KEVIN M. KOCIAN, Complainant
THE HO-CHUNK CASINO, Respondent
An administrative law judge (ALJ) for the Equal Rights Division of the Department of Workforce Development issued a decision in this matter. A timely petition for review was filed.
The commission has considered the petition and the positions of the parties, and it has reviewed the evidence submitted to the ALJ. Based on its review, the commission agrees with the decision of the ALJ, and it adopts the findings and conclusion in that decision as its own.
The decision of the administrative law judge (copy attached) is affirmed.
Dated and mailed March 26, 2004
kociake . rsd : 125 : 9
/s/ David B. Falstad, Chairman
James T. Flynn, Commissioner
/s/ Robert Glaser, Commissioner
In a complaint filed with the Equal Rights Division, which named the Ho-Chunk Casino as the respondent, the complainant alleged that he had been discriminated against on the basis of his race. An Equal Rights Officer issued a preliminary determination dismissing the complainant's complaint on the grounds that the Equal Rights Division did not have jurisdiction over Indian Tribes or business entities owned and operated by Indian Tribes because of their sovereign status.
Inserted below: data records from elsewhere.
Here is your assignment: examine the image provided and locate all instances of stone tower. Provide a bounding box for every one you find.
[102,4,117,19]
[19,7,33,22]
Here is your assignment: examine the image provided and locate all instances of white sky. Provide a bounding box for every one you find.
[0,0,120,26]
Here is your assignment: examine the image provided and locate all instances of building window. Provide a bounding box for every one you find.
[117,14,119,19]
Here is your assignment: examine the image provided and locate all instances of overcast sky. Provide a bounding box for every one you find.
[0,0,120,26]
The complainant filed an appeal following the dismissal of his complaint and the matter was reviewed by ALJ John Brown. Citing case law that business entities owned and operated by Indian Tribes enjoyed the same sovereign immunity as the Indian Tribes themselves, and case law that federal law protected Indian Tribes from the jurisdiction of state courts (and by extension, administrative forums) with respect to claims that arise entirely on tribal land, the ALJ affirmed the preliminary determination's dismissal of the complainant's complaint on the grounds of the Tribe's sovereign immunity and a lack of subject matter jurisdiction because the complainant's claim arose entirely on tribal land.
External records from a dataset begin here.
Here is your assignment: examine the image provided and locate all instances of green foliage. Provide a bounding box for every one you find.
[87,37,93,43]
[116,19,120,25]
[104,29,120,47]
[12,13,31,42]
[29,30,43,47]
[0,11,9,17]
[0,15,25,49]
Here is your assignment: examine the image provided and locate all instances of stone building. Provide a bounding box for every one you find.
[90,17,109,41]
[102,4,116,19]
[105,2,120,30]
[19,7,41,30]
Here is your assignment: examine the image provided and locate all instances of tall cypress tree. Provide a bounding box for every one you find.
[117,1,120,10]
On appeal from the ALJ's decision, the complainant argues that the respondent should be required to follow the same laws as other employers because it advertises in newspapers outside Tribal lands that it is an equal opportunity employer. Further, the complainant argues that the ALJ's decision is based on "Tribal land business not business conducted off Tribal land."
The complainant's arguments fail. The complainant's claim of discrimination involves alleged discriminatory action by The Ho-Chunk Casino that arose and took place entirely on Tribal lands. As indicated in the cases of Gayle v. Little Six, Inc., 555 N.W.2d 284, 289 (Minn. 1996) and Williams v. Lee, 358 U.S. 217, 223 (1959), cited by the ALJ, state courts (and consequently state administrative forums) have no jurisdiction over Indian entities as the U.S. Supreme Court has determined that state court jurisdiction over tribal activities that took place within Indian country would undermine the congressional aim of encouraging self- government and self-determination by the dependent tribes and "infringe on the right of the Indians to govern themselves."